Alternative Medicine in a Western World: Does it Have a Place?

By: Kelli Turner

The decision of how to take care of one’s own health requires serious consideration of the different types of healthcare paths. The two main branches of medicine which one could pursue include traditional Western medicine, and complementary and alternative medicine. The latter, collectively known as CAM, encompasses health and wellness therapies that are typically excluded from conventional Western medicine. In this case, complementary treatments include those that are used in conjunction with traditional medicine, whereas alternative therapies are treatments used in place of traditional medicine [1]. Despite the long-standing history and application of CAM therapies for centuries [2], certain negative attitudes persist toward the use of CAM methods. Many of the therapies have been accused of lacking scientific support; attributing successes to the “placebo effect” whereby patients may only see benefits due to their faith in the treatment [3].

Despite these attitudes, the use of CAM therapies is increasing in North America and across the world. In 2013, it was found that up to 70% of adults used a form of CAM during a one-year time frame in Canada [4]. This increase in the prevalence of CAM may be attributed to many factors. There are certain aspects that CAM focuses on which may be lacking in Western practices. For example, the infrastructure in which traditional medicine takes place was originally designed with the intention to fight infectious disease, as this was the main problem when healthcare systems began to take form [5]. Hospitals, pharmaceutical industries, and health insurance companies are all catered around the model of utilizing pharmaceuticals or surgery to combat disease [5]. Contrarily, the design of CAM takes a holistic approach in which the mind, body, and soul are treated as a single entity. This involves a focus on adapting individual lifestyle choices and health behaviours to contribute to overall health rather than treating singular conditions [6]. For this reason, CAM’s holistic, preventative therapies have been recognized as a practical approach in combating modern disease [7].

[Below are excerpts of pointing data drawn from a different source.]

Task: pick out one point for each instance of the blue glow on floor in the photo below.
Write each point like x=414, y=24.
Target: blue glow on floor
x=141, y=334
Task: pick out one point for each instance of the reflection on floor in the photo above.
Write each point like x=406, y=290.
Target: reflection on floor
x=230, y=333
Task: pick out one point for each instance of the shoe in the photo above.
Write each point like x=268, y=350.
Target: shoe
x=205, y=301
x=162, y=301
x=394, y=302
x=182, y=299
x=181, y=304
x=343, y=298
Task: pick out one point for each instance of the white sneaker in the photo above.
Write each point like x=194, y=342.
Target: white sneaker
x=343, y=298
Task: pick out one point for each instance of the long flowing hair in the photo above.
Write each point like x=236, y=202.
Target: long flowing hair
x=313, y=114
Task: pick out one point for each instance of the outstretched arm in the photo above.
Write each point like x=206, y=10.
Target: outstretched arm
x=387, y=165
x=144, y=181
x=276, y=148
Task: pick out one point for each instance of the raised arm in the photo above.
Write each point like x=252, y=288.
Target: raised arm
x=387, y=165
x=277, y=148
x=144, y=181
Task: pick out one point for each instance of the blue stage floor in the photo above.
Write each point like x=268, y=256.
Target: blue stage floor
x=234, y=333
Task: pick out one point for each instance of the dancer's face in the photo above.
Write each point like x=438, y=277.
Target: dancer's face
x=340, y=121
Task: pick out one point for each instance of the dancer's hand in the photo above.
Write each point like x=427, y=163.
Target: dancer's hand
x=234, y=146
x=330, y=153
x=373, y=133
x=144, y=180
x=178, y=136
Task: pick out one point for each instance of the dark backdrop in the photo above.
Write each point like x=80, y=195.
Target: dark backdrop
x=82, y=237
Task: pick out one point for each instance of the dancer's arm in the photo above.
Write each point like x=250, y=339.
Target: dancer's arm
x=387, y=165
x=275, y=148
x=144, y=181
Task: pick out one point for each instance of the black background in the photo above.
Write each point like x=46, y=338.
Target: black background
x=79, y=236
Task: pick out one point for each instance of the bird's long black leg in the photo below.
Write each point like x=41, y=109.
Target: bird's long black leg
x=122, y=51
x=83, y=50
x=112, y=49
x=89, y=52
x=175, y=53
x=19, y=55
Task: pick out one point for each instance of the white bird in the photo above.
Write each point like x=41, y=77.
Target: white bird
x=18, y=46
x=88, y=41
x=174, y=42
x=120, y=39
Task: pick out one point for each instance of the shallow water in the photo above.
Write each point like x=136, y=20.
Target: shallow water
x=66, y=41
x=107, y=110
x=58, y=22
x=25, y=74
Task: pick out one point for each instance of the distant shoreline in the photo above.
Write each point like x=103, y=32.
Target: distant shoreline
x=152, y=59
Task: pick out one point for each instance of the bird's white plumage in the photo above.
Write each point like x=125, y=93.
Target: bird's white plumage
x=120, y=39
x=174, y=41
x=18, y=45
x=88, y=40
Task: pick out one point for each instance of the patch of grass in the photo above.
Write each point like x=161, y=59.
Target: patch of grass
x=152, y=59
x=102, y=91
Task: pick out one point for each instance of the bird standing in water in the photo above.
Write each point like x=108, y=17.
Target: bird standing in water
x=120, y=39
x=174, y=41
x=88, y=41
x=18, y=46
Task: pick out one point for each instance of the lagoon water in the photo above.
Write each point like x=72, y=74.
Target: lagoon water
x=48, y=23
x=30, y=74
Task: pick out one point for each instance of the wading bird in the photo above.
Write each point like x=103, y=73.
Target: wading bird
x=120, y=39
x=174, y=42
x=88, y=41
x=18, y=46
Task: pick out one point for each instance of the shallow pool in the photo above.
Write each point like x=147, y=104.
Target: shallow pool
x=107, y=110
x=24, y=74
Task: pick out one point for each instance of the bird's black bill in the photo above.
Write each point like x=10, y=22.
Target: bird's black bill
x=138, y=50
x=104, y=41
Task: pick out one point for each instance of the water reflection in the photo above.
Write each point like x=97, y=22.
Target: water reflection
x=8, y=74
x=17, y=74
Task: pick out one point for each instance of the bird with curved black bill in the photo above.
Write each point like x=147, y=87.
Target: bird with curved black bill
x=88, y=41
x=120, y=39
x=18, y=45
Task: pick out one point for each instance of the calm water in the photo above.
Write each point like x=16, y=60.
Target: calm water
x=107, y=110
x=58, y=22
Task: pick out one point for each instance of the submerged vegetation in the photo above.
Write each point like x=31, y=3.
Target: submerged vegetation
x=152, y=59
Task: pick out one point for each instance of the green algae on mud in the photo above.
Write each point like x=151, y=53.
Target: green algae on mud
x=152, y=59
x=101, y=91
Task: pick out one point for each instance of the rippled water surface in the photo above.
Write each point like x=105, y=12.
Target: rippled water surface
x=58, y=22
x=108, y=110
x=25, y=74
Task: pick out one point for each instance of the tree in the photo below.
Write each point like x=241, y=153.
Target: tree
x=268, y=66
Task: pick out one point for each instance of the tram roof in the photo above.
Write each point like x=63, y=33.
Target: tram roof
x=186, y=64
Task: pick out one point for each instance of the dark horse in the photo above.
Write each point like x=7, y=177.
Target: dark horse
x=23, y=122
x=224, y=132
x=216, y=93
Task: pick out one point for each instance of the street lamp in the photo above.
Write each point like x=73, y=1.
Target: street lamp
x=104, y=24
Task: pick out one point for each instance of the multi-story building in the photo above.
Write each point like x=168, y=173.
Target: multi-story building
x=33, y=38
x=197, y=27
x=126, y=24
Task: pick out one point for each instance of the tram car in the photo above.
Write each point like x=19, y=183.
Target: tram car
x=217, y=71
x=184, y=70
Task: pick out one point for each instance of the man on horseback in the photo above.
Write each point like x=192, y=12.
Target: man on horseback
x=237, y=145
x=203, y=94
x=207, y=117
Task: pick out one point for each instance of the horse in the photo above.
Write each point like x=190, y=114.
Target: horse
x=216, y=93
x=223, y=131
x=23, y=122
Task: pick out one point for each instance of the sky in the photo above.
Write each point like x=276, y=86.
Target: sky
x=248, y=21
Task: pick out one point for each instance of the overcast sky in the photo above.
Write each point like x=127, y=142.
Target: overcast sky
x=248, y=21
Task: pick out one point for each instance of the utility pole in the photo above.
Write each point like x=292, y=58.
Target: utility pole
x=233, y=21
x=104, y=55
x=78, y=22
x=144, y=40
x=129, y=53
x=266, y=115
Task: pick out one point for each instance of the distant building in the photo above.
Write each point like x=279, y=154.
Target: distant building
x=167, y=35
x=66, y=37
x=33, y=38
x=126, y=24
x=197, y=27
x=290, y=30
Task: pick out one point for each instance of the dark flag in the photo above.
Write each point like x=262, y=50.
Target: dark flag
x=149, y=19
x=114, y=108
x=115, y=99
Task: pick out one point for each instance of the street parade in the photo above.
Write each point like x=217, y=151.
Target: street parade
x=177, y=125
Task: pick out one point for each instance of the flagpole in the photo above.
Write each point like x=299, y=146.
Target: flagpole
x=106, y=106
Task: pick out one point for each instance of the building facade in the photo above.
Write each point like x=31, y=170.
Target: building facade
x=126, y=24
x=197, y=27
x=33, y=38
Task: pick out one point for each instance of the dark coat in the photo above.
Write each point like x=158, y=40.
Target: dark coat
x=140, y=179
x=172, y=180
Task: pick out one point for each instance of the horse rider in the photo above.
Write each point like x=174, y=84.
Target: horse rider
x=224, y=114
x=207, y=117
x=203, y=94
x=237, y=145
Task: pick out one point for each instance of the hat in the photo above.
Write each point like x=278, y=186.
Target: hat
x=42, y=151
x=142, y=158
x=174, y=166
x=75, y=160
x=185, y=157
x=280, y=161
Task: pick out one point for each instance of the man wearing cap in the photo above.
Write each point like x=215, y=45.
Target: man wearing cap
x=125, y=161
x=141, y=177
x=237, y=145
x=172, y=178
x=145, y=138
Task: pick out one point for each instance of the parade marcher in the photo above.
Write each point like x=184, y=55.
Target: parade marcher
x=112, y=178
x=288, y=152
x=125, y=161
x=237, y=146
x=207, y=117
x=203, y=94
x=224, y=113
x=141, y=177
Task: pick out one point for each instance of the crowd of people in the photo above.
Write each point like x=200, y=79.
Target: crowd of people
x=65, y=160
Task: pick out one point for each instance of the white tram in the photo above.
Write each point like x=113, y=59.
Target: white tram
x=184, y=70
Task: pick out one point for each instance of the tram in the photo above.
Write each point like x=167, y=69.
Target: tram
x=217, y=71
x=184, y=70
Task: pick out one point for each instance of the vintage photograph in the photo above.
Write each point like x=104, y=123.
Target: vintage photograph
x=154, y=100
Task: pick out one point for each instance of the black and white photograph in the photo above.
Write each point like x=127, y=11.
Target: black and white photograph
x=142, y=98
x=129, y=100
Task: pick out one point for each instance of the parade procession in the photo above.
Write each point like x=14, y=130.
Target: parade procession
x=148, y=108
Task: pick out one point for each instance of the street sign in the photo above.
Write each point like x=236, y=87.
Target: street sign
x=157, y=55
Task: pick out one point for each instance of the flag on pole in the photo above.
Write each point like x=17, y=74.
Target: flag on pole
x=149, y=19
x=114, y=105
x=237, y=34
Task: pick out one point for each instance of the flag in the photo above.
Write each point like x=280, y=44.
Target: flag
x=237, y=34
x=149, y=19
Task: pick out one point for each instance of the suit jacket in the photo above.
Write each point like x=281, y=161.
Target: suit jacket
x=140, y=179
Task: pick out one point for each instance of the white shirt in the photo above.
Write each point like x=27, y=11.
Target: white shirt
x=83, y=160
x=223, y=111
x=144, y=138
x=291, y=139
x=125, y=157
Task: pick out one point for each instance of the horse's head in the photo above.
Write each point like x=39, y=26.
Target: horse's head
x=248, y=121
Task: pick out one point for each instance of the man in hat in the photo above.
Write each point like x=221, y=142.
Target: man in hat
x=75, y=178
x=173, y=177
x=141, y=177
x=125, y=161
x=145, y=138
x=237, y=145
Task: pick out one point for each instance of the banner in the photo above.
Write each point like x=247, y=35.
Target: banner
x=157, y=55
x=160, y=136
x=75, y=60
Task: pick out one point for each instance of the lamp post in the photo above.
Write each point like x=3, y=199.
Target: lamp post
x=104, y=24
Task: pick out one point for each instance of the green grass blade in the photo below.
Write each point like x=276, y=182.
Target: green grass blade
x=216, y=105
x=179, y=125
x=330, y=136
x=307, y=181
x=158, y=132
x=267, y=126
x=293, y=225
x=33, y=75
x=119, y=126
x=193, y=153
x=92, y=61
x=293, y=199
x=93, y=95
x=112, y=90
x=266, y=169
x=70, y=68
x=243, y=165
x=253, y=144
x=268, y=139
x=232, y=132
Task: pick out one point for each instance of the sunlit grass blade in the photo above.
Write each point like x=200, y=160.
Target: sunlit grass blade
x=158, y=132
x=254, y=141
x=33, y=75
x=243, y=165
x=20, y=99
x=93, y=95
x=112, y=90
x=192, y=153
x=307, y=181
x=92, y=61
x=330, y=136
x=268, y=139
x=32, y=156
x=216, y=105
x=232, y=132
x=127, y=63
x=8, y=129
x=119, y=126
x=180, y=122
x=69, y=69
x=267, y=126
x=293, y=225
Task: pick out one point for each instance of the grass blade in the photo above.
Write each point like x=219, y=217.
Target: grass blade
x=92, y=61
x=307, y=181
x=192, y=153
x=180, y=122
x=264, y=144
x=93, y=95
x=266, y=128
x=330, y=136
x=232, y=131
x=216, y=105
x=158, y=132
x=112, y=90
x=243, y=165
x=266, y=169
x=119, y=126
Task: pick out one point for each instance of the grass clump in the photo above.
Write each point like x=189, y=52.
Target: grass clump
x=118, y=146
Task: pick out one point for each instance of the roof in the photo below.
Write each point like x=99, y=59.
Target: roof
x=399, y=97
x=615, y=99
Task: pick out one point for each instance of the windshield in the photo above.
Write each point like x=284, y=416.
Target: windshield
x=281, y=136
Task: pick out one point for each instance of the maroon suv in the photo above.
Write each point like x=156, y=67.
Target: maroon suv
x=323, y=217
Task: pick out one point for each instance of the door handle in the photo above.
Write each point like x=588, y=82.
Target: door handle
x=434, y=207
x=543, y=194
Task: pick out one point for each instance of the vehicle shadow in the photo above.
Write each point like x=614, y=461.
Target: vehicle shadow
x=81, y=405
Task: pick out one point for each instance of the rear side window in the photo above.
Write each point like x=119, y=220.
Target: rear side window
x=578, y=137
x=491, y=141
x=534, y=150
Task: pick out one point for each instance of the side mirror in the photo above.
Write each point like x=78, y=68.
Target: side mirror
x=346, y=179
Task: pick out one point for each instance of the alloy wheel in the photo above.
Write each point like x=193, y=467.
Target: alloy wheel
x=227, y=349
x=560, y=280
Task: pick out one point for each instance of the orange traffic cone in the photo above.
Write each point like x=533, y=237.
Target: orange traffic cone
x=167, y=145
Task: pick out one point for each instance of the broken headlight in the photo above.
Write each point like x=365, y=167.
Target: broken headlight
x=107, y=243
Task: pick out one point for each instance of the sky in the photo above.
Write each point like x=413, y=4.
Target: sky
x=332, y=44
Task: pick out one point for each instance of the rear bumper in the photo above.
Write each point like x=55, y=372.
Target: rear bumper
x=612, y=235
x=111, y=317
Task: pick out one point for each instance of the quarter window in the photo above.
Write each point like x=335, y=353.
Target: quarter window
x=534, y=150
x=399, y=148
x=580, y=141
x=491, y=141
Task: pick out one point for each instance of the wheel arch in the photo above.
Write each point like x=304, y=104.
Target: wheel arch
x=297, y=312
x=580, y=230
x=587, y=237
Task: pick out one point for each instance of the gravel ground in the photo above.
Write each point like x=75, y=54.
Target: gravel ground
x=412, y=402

However, general consensus in the medical community maintains that the effectiveness of treatments and therapies should be verifiable through scientific research. Several reviews have identified the current lack of evidence for CAM therapies, while others highlight certain alternative therapies which have demonstrated otherwise. For example, the use of traditional Chinese medicine as a therapy has provided dramatic improvement in the survival rate of acute promyelocytic leukemia (APL) patients, and is now considered a standard of care for APL treatment [8]. However, many CAM therapies have yet to be subjected to formal clinical trials to verify their effectiveness [9].

While it is of great importance that safety and efficacy are considered when choosing a treatment path, differing situations may call for different forms of medicine; whether traditional or CAM. As scientific support for CAM therapies develops, perhaps the healthcare system will benefit from an integration of both techniques, allowing for an increase in safer and more effective patient-centered care overall [8].

[1] What is complementary and alternative medicine? National Center for Complementary and Alternative Medicine. National Institutes of Health. Accessed Feb 7, 2017.

[2] Traditional Chinese Medicine, National Center for Complementary and Integrative Health, Traditional Chinese Medicine: An Introduction National Institutes of Health. Accessed Feb 8, 2017

[3] Practice and Policy Guidelines Panel, National Institutes of Health Office of Alternative Medicine.  Clinical practice guidelines in complementary and alternative medicine: an analysis of opportunities and obstacles (1997). Arch Fam Med, 6:149-154.

[4] Complementary and Alternative Health. Public Health Agency of Canada. Accessed Feb 17, 2017.

[5] Ernst, E. (2000). The role of complementary and alternative medicine. British medical journal, 321(7269): 1133.

[6] McKee, J. (1988). Holistic health and the critique of Western medicine. Social science & medicine, 26(8), 775-784.

[7] Metcalfe, A., Williams, J., McChesney, J., Patten, S. B., & Jetté, N. (2010). Use of complementary and alternative medicine by those with a chronic disease and the general population-results of a national population based survey. BMC Complementary and Alternative Medicine, 10(1): 58.

[8] Xu, H., & Chen, K. J. (2012). Complementary and alternative medicine: is it possible to be mainstream?. Chinese Journal of Integrative Medicine, 18(6): 403-404.

[9] Fontanarosa, P. B., & Lundberg, G. D. (1998). Alternative medicine meets science. Jama, 280(18): 1618-1619.